Hi all. We’ve been in a bit of a wifi void while travelling through Yellowstone and the Grand Teton. Not complaining, just saying. Despite this, I have been very dedicated in my writing and photo editing and below is all the ins and outs of days 3 to 7. I will upload day 8 later “tonight”.
Today we were on the road, bright and early (not) and headed from Baker City, across the border (at about Ontario) and into Idaho. The fairly stark landscape continued but, as we moved further east, there were more outcrops, ranges and cuttings, interspersed with pockets of vivid green from irrigated agriculture. There were still no trees in sight, just a bald vista. Tonight we’re at Craters on the Moon National Park which is really interesting. It’s all just volcanic rocks and all the campsites look like multiple mars rovers parked all over the place. The sunset was lovely and showcased a mountain we can see from our camp. Not sure what mountain it is though.
Would you believe it but we actually, FINALLY made it to Yellowstone National Park today?! We started the morning at about 10 degrees Celsius, which didn’t feel nearly that cold until we read it at the information centre. Still, I was in thongs and shorts so it wasn’t THAT bad. We did a 7 mile drive around the Craters of the Moon National Park, taking in the volcanic sites, and a 2 mile walk to the tree moulds. This is where the lava surrounded trees and, as it cooled, made moulds of their shape, complete with bark patterns. Some of the moulds are from trees that are still vertical, others have fallen and the moulds are horizontal. From there, we hit the frog and toad to Yellowstone and, within a few miles of the entrance, we saw a bison. Finding a campsite was tricky because, even though it is late in the season, it is still busy. On the way to our campsite we saw more bison on the plains and another close up dude, causing traffic havoc. We also stopped at Gibbon Falls for a sticky beak. Tonight we are camped with about a gazillion other people at Canyon campground with firm plans to do the northern loop tomorrow. A section of road in the park is closed and is causing us a few hassles but we’ll sort something out over the next day or two.
Today we did the northern loop of Yellowstone or, as it’s more widely known, the Mammoth loop. We saw geysers of every size, shape, colour and activity and then spent an hour or so marvelling at the terraces at Mammoth Hot Springs. Wildlife-wise we saw herds of bison, the odd elk and missed 4 bears by 30 minutes. Aaaaahhhh! We did get in trouble from a very unfriendly ranger for moving more than a few metres from our lunch. It was the middle of the day in the middle of a very large town but apparently we were still at risk of a bear stealing our sauvignon blanc. We also saw snow. Yep, snow. In jeans and a t-shirt I went across the road and collected it for the kids. Apparently it rained a few nights ago so it’s likely the snow formed then and hasn’t melted away yet. Anyway, it was a nice surprise.

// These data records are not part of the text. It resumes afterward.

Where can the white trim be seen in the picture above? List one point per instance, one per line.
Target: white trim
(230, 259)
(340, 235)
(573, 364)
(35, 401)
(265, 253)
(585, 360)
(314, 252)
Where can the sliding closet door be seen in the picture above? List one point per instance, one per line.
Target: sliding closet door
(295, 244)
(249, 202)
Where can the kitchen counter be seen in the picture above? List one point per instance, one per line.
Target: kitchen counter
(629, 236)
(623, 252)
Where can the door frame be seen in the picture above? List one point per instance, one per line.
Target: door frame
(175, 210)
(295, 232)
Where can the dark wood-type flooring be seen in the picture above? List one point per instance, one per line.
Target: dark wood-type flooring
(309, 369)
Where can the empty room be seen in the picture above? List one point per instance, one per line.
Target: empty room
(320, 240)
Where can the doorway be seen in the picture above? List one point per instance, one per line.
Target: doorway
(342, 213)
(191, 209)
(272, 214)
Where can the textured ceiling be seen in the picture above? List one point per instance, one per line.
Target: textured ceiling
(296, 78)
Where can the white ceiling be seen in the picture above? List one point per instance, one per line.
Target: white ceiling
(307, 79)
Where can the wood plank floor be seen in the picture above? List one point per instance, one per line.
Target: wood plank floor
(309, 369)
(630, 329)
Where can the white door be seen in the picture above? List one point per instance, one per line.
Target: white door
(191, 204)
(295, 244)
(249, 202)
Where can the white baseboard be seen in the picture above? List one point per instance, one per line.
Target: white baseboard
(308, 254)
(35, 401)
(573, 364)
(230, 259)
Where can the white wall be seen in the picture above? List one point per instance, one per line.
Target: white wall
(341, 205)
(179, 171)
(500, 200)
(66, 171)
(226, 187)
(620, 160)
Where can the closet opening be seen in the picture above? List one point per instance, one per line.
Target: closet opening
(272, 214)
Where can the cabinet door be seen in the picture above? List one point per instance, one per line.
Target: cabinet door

This morning we started with ice. Riley had left his drink bottle outside and it was nearly frozen through. The camp chairs, bear food boxes, campervan etc all had a coating of ice but we were mostly toasty inside our camper, even without power. We headed off earlier than usual and discovered the cold weather made all the steam vents REALLY obvious. It was magic. We stopped at some for photos and then headed to Old Faithful for a look. Unfortunately the road beyond Old Faithful is closed so we’ve done A LOT of backtracking today. After exploring Old Faithful and its surrounds, we headed back towards Madison, Norris and Canyon Village before exploring some new country, including another look at Yellowstone’s Grand Canyon (from a different angle), on our way to Fishing Bridge where we are camped tonight. Our camp is in the Yellowstone Lake area, which apparently is famous for grizzly bears. You can’t camp here unless you are in a hard-sided vehicle. No bear luck so far but we’ve added a coyote (we think) to our list, and got stuck in a massive bison traffic jam. It took about 20 minutes to get through it. I also really want to see a moose!
This morning we washed a mountain of clothes and, while Finn and I were at the laundry, Terry and Riley saw mule deer in the camp. When the washing was done we headed towards the eastern entrance of Yellowstone. We only went some of the way but Finn saw a yellow-bellied marmot and all of us saw RIVER OTTERS!!! The boys got a good look when Finn bailed up a lady with a scope but Terry and I had to be content with distant views. We also saw a coyote, and had to drive around a bison that was ambling along the road. We then turned back and headed down the south entrance (exit?) road, out of the park. Along the way we stopped at Grant Village for a greasy, traditional US lunch. We are now camped in the Great Teton National Park. The Tetons are gorgeous but…they’re like a slice of Switzerland. I think we should’ve come here before heading to Europe! There is still a slight chance of a bear tomorrow, as we head south out of the park and the state, but my main aim is MOOSE! Must see a moose. Moose are a must.